One bioactive factor that has recently become studied for use in tissue engineering and regenerative medicine applications is short interfering RNA (siRNA), which silences gene expression by cleaving specific messenger RNA molecules post-transcriptionally. siRNA has the capacity to control cell behavior at the level of gene expression in a way that evokes aspects of natural development, and by spatially controlling its presentation, it may be a promising candidate for spatially regulating cell phenotype and tissue properties in engineered tissues.
To investigate this, Hill et al. have developed a hydrogel system containing a spatial gradient of siRNA and studied its effects on encapsulated cells. Two programmable syringe pumps were used to eject solutions of a photocrosslinkable polysaccharide with and without siRNA into a customized mixing unit to form a gradient. To facilitate cellular uptake, the siRNA was complexed with a positively charged polymer.

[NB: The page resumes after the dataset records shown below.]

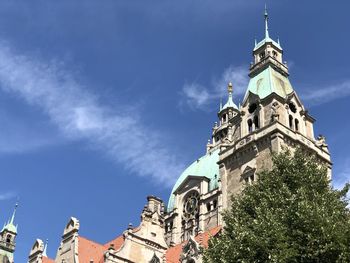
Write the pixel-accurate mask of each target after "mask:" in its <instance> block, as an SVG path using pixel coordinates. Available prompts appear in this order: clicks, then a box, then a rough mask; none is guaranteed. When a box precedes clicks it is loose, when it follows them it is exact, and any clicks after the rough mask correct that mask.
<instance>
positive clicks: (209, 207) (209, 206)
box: [207, 203, 210, 212]
mask: <svg viewBox="0 0 350 263" xmlns="http://www.w3.org/2000/svg"><path fill="white" fill-rule="evenodd" d="M207 211H208V212H210V203H207Z"/></svg>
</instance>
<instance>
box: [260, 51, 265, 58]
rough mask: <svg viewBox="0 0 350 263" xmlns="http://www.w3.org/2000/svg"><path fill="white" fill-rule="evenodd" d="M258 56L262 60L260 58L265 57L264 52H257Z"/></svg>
mask: <svg viewBox="0 0 350 263" xmlns="http://www.w3.org/2000/svg"><path fill="white" fill-rule="evenodd" d="M259 57H260V60H262V59H263V58H264V57H265V52H261V53H260V54H259Z"/></svg>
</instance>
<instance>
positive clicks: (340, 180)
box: [332, 158, 350, 189]
mask: <svg viewBox="0 0 350 263" xmlns="http://www.w3.org/2000/svg"><path fill="white" fill-rule="evenodd" d="M332 181H333V186H334V187H335V188H337V189H341V188H342V187H344V185H345V184H346V183H350V158H348V159H346V160H345V161H344V162H343V163H342V164H341V165H340V167H339V168H337V169H335V170H334V171H333V180H332Z"/></svg>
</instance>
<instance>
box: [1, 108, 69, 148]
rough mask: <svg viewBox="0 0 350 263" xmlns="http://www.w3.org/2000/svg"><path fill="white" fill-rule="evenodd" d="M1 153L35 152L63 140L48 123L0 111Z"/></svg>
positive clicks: (11, 113)
mask: <svg viewBox="0 0 350 263" xmlns="http://www.w3.org/2000/svg"><path fill="white" fill-rule="evenodd" d="M0 123H1V129H0V154H21V153H27V152H33V151H36V150H39V149H42V148H43V147H47V146H51V145H54V144H57V143H60V142H61V141H62V139H61V138H59V136H58V134H57V133H55V132H52V129H51V130H50V127H48V126H47V125H46V124H44V123H41V122H37V121H33V120H30V121H29V120H28V119H26V118H23V117H22V118H19V117H18V116H16V115H14V114H12V113H11V112H8V111H6V112H4V111H0Z"/></svg>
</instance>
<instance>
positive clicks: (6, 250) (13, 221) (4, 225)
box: [0, 204, 17, 263]
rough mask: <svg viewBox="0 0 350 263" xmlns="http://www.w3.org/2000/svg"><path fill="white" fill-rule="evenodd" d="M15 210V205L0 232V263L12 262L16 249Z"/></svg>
mask: <svg viewBox="0 0 350 263" xmlns="http://www.w3.org/2000/svg"><path fill="white" fill-rule="evenodd" d="M16 210H17V204H16V206H15V210H14V211H13V214H12V216H11V218H10V220H8V221H7V223H5V224H4V226H3V228H2V230H1V231H0V263H13V262H14V257H13V256H14V252H15V249H16V236H17V225H15V215H16Z"/></svg>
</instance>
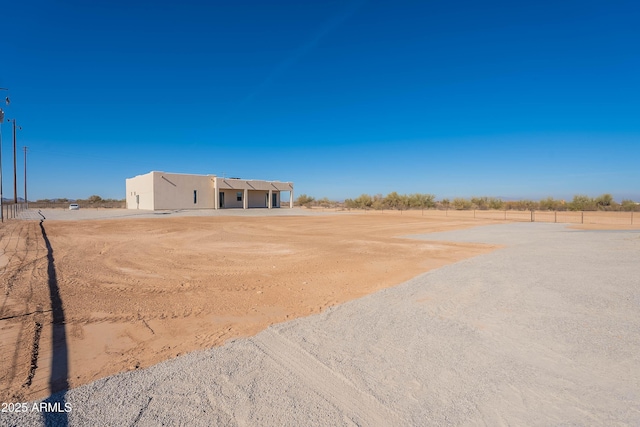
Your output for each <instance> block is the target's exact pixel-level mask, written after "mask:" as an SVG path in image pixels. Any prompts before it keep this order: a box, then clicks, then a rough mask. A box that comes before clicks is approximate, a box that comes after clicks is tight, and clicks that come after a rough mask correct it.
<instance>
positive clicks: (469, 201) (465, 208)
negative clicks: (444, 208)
mask: <svg viewBox="0 0 640 427" xmlns="http://www.w3.org/2000/svg"><path fill="white" fill-rule="evenodd" d="M451 205H452V206H453V208H454V209H457V210H459V211H460V210H465V209H471V208H472V207H473V203H471V200H467V199H463V198H462V197H456V198H455V199H453V202H452V203H451Z"/></svg>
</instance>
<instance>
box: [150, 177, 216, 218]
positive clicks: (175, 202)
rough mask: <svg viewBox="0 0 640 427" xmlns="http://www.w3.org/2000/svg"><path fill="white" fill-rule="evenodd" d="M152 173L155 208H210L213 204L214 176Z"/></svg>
mask: <svg viewBox="0 0 640 427" xmlns="http://www.w3.org/2000/svg"><path fill="white" fill-rule="evenodd" d="M152 174H153V187H154V208H155V209H160V210H162V209H208V208H211V207H212V206H213V179H214V177H213V176H207V175H186V174H176V173H164V172H152ZM194 191H195V192H196V198H195V203H194V195H193V192H194Z"/></svg>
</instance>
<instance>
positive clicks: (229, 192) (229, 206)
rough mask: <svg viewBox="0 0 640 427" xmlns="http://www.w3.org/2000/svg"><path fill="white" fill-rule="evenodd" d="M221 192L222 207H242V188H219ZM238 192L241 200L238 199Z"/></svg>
mask: <svg viewBox="0 0 640 427" xmlns="http://www.w3.org/2000/svg"><path fill="white" fill-rule="evenodd" d="M220 192H221V193H224V206H223V209H226V208H242V203H243V201H244V190H220ZM237 193H240V194H241V195H242V199H243V200H241V201H238V200H237V199H238V195H237Z"/></svg>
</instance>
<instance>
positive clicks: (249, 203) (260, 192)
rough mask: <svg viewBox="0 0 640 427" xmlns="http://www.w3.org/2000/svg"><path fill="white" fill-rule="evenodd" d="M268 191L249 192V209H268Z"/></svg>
mask: <svg viewBox="0 0 640 427" xmlns="http://www.w3.org/2000/svg"><path fill="white" fill-rule="evenodd" d="M267 194H268V193H267V192H266V191H249V207H250V208H266V207H267V205H266V201H267V199H266V196H267Z"/></svg>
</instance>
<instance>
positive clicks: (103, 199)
mask: <svg viewBox="0 0 640 427" xmlns="http://www.w3.org/2000/svg"><path fill="white" fill-rule="evenodd" d="M30 203H34V204H35V205H42V206H44V207H46V206H47V205H56V206H57V205H65V204H67V203H78V204H79V205H80V206H86V207H121V206H122V207H124V205H125V200H124V199H122V200H118V199H103V198H102V197H100V196H98V195H95V194H94V195H93V196H90V197H88V198H86V199H67V198H64V197H63V198H59V199H39V200H36V201H35V202H30Z"/></svg>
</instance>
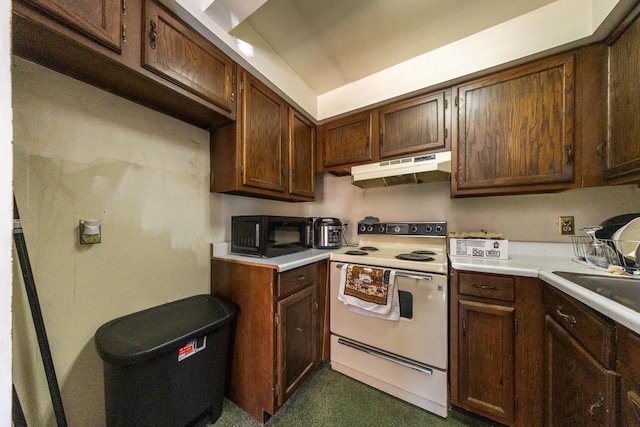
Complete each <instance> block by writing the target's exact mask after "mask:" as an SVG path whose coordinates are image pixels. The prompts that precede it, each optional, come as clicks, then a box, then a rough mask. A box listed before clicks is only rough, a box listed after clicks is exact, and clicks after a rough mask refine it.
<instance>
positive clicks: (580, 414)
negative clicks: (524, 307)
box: [544, 316, 618, 426]
mask: <svg viewBox="0 0 640 427" xmlns="http://www.w3.org/2000/svg"><path fill="white" fill-rule="evenodd" d="M544 351H545V364H546V367H547V368H546V378H545V396H546V398H545V410H546V411H545V425H548V426H615V425H617V424H616V417H617V409H616V405H617V387H618V384H617V381H618V375H617V374H616V373H615V372H614V371H610V370H607V369H606V368H605V367H603V366H602V365H601V364H600V363H599V362H598V361H597V360H596V359H595V358H594V357H593V356H591V354H590V353H589V352H588V351H587V350H586V349H585V348H584V347H583V346H582V345H581V344H580V342H578V341H577V340H576V339H575V338H574V337H573V336H572V335H571V334H570V333H569V332H568V331H567V329H565V328H564V327H563V326H561V325H560V324H559V323H558V322H556V320H554V318H553V317H551V316H546V322H545V347H544Z"/></svg>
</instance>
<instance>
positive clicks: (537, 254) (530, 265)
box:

The researchers demonstrated that this technique could successfully incorporate gradients of siRNA complexes, and showed that these complexes were retained by the hydrogel over time. Furthermore, by encapsulating cells expressing green fluorescent protein (GFP) into hydrogels containing gradients of siRNA targeting GFP, they found that the siRNA gradient hydrogel was capable of eliciting differential protein expression that could be sustained over time.
This simple and inexpensive technique could be readily extended to different cell types and physiologically relevant siRNA, and can be tailored to different tissue engineering applications by adjusting the hydrogel composition or syringe pump parameters. This is the first demonstration of a continuous gradient of siRNA implemented into a three-dimensional hydrogel scaffold, and based on these findings, it is anticipated that siRNA may become a useful tool for achieving gradients of cell function and engineering tissue properties to aid in the regeneration of complex tissues.